Por eso se sorprendió bastante aquella mañana al ver a Dave remando mar adentro sobre su tabla. El agente alto iba derechito hacia la rompiente, pero vio a Frank y le hizo una seña con la barbilla. Frank remó también y se reunió con él en el lugar alejado de la rompiente donde muchos de los tíos mayores iban a esperar una ola o simplemente a tomarse un respiro y a hablar de sus cosas.

Dave tenía mal aspecto. Aunque por lo general parecía sereno, a pesar de lo que pasara o de lo mucho que lo presionaran, aquella mañana Dave tenía ojeras y una expresión en la cara que Frank no le había visto nunca. Frank llegó a la conclusión de que era furia. En los ojos de Dave había furia.

—¿Puedo hablar contigo? —preguntó Dave.

—Claro.

Dave tenía mucho que contar.

Los padres de Carly, Tim y Jenna, eran promiscuos. La noche anterior, Jenna había estado en un bar con una amiga llamada Annette, buscando alguien con quien pasar la noche.
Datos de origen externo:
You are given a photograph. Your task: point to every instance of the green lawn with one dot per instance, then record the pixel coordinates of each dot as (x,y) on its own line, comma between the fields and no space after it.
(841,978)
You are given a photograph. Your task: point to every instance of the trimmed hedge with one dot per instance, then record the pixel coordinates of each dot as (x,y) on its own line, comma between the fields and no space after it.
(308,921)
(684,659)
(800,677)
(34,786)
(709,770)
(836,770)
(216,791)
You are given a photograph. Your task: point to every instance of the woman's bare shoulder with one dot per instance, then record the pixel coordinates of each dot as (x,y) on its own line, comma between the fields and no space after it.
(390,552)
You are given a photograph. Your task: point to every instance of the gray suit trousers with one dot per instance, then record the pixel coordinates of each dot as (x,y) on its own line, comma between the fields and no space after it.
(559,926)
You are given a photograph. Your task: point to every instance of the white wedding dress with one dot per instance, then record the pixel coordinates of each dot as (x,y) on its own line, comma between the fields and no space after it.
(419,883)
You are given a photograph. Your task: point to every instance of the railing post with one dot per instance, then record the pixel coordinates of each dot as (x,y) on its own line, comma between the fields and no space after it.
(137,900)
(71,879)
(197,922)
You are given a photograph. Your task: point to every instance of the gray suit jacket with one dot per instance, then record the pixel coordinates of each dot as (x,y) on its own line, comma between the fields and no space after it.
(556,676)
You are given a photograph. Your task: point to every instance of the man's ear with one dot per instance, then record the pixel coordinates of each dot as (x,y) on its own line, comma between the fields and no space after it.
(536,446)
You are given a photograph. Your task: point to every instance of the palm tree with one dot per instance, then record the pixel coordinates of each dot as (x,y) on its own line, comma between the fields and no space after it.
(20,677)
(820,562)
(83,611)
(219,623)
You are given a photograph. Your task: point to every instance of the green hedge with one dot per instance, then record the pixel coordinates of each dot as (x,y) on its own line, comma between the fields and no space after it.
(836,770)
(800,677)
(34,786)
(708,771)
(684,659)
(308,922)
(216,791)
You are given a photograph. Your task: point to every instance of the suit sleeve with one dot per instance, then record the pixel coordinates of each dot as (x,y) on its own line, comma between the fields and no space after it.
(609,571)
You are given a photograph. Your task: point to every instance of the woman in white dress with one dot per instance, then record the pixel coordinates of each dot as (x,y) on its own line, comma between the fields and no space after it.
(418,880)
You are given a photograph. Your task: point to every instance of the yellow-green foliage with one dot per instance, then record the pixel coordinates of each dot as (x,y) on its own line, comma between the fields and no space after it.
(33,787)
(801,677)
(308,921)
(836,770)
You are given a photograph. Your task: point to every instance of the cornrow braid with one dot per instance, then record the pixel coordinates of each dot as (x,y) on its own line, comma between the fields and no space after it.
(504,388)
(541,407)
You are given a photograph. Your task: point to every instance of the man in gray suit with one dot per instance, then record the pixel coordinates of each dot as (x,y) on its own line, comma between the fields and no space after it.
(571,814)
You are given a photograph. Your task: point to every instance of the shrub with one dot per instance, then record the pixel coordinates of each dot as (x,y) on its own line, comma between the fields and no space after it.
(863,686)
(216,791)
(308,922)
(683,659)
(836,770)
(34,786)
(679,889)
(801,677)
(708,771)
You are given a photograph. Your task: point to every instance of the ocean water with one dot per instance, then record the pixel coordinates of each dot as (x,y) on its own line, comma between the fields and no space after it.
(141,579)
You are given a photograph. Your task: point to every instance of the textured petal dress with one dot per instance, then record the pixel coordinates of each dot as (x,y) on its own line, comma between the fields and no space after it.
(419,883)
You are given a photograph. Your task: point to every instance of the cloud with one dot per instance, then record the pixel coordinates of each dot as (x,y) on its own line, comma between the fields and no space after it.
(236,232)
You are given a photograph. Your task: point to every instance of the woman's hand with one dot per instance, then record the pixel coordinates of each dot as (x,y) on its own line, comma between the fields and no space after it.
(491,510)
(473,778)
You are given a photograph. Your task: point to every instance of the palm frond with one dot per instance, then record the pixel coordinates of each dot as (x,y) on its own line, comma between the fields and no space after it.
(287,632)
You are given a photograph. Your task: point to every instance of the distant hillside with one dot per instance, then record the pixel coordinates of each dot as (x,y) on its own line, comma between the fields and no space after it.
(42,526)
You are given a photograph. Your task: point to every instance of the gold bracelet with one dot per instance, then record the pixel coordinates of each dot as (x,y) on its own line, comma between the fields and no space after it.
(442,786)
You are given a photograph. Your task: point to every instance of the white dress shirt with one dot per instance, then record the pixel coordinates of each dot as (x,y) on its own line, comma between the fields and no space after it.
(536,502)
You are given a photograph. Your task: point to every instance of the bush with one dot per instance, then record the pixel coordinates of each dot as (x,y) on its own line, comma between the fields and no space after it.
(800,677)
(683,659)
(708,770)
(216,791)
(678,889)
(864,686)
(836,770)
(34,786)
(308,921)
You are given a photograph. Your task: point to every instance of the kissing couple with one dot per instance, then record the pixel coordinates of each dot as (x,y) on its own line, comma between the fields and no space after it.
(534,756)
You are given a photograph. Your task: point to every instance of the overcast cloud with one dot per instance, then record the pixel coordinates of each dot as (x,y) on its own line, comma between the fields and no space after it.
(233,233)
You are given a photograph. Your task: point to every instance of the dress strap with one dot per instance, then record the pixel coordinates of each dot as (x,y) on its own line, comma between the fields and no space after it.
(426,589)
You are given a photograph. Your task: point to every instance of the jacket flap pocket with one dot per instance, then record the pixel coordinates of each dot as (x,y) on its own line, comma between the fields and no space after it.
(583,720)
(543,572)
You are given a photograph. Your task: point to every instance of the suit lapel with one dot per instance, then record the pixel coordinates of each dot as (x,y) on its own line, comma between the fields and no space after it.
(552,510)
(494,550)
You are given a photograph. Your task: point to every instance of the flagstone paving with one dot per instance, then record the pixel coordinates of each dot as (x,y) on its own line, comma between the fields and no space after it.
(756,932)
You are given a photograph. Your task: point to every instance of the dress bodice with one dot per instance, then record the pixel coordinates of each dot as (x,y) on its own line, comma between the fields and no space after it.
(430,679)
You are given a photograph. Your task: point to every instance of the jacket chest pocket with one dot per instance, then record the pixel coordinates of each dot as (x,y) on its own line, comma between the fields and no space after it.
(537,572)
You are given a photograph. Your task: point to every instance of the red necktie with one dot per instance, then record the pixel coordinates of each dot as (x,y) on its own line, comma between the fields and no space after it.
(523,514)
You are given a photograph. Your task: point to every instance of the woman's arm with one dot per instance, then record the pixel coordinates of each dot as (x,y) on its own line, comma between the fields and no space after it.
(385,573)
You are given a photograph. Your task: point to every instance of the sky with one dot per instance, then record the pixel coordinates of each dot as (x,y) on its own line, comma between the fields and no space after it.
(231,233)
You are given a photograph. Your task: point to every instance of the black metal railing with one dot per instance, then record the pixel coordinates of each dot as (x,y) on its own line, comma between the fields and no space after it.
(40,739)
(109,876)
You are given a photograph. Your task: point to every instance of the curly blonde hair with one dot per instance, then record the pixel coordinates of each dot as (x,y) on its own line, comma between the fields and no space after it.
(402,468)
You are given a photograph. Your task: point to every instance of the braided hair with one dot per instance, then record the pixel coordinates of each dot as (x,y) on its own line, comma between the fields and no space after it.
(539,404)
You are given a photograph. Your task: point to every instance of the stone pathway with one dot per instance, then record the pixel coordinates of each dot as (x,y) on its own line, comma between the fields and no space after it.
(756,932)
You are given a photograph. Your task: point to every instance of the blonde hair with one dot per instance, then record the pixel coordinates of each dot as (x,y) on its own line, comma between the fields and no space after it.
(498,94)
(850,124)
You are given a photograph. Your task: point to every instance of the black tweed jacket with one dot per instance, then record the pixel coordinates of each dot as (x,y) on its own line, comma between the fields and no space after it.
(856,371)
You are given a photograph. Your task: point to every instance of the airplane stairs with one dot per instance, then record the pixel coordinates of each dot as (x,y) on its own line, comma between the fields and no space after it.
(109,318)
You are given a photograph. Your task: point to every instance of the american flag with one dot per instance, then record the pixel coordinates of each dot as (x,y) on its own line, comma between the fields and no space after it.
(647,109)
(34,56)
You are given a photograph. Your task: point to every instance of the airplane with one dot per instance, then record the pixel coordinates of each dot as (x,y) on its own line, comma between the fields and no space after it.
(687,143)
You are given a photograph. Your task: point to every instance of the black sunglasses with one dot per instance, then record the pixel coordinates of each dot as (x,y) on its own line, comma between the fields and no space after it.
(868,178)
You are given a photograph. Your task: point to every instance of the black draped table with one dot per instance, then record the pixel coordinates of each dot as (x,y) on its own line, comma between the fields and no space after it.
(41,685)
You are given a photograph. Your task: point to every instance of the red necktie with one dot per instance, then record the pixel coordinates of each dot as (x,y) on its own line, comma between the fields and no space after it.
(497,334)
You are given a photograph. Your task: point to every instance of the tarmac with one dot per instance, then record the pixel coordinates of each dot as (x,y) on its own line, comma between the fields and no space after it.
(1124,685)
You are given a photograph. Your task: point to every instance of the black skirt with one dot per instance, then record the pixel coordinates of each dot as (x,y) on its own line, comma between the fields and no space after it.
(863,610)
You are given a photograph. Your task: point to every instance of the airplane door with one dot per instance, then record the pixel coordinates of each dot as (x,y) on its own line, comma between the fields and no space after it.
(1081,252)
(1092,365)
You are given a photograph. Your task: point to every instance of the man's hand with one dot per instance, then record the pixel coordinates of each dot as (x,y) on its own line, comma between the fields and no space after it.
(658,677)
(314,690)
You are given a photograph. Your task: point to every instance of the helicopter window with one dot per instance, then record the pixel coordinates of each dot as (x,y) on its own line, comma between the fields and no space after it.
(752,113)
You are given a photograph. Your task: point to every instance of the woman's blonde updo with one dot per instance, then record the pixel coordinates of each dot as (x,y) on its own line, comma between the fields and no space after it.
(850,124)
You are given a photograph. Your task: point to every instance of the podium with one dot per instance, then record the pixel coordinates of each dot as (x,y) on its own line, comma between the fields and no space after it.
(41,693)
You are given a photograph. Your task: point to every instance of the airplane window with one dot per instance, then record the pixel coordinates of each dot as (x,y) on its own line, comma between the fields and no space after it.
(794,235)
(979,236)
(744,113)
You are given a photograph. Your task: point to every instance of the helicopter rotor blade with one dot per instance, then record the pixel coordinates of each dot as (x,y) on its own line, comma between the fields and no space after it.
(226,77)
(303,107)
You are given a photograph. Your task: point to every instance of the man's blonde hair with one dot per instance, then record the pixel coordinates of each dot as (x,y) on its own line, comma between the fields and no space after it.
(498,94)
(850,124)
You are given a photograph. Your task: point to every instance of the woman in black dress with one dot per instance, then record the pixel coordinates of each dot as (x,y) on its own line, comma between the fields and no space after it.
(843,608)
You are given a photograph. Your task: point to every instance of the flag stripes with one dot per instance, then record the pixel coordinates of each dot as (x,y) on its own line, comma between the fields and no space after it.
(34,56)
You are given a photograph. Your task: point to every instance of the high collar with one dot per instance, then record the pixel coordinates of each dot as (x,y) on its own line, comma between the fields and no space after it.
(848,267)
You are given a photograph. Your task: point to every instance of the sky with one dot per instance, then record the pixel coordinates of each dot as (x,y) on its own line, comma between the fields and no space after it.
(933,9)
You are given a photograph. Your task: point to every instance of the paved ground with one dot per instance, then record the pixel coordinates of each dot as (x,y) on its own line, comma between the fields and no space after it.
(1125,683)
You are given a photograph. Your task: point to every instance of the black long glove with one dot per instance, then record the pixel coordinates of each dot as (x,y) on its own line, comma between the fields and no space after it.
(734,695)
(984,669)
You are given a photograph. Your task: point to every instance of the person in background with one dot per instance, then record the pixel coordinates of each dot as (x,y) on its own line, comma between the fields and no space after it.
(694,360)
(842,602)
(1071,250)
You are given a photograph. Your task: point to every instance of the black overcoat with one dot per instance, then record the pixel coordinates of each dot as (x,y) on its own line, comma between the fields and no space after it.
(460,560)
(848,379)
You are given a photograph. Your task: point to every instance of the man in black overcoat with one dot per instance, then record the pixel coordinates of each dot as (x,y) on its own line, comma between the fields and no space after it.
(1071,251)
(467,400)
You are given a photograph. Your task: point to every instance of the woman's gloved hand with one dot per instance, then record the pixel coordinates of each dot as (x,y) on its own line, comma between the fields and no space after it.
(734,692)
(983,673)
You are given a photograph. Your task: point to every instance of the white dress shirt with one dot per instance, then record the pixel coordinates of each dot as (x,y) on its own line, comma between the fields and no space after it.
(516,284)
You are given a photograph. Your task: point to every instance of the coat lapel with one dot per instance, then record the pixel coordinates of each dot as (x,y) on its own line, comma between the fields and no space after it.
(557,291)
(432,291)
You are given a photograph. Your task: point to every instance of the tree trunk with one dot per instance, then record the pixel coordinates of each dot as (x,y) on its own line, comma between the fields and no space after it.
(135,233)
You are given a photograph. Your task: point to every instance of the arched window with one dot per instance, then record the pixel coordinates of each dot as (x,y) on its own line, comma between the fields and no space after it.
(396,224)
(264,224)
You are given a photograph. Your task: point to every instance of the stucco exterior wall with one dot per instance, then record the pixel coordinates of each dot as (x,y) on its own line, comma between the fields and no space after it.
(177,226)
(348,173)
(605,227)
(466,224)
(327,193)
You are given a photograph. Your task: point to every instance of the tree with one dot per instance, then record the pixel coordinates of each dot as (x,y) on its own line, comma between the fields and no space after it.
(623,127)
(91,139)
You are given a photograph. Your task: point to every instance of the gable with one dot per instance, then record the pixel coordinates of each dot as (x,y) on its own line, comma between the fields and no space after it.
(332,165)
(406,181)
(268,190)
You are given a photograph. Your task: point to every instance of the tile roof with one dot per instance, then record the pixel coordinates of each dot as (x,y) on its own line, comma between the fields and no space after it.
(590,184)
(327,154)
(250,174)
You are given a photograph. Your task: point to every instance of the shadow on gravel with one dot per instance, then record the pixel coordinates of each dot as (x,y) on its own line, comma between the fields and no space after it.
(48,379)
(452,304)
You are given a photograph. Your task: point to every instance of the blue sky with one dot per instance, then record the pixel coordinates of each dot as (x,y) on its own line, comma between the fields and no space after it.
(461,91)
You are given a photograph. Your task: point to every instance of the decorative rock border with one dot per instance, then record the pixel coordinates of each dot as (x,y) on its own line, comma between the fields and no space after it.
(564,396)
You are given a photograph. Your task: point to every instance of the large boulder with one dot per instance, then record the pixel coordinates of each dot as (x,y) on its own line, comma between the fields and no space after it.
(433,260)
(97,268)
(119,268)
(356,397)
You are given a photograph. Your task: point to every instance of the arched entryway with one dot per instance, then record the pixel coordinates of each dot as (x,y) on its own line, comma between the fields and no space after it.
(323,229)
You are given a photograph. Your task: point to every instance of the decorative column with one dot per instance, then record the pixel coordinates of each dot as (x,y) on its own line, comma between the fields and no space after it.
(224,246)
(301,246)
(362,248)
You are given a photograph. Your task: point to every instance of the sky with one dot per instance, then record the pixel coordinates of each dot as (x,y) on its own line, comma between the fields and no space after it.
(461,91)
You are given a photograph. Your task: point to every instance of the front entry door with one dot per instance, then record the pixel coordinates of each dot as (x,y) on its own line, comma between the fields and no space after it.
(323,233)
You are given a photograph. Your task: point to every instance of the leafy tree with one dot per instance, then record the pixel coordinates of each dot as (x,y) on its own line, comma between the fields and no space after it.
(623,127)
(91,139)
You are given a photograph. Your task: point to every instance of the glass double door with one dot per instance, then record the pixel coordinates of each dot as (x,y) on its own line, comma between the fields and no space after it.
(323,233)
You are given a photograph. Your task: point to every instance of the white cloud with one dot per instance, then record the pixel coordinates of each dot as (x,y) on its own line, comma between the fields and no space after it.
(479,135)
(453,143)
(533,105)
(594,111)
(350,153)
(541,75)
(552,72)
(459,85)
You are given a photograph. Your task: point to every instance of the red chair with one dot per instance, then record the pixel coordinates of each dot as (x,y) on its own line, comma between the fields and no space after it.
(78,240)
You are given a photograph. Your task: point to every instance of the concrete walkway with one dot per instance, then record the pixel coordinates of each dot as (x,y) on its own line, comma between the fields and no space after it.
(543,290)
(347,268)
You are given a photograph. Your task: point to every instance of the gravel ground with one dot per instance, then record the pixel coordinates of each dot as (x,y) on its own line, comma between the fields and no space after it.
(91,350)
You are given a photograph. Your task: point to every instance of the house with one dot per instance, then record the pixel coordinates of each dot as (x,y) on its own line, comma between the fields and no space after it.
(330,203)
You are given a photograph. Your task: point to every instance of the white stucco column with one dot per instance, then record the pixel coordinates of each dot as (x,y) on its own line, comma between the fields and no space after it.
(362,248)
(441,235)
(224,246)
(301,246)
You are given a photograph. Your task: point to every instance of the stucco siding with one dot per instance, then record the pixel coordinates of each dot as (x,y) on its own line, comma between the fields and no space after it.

Se le había acercado un hombre de mediana edad llamado Harold Henkel, pero ella lo había rechazado.

A eso de las diez, Jenna y Annette dejaron de buscar carne fresca. Annette telefoneó a su esposo, que fue a casa de los Mack para el cuarteto de siempre. Tal vez fuera decepcionante, pero era mejor que nada.

Jenna subió a ver a los dos niños: Matthew, de cinco años, y la pequeña Carly, y vio que los dos estaban dormidos. Dio a cada uno un beso en la mejilla, cerró la puerta y fue a la «sala de recreo» que tenían en el garaje, donde siguieron con la fiesta.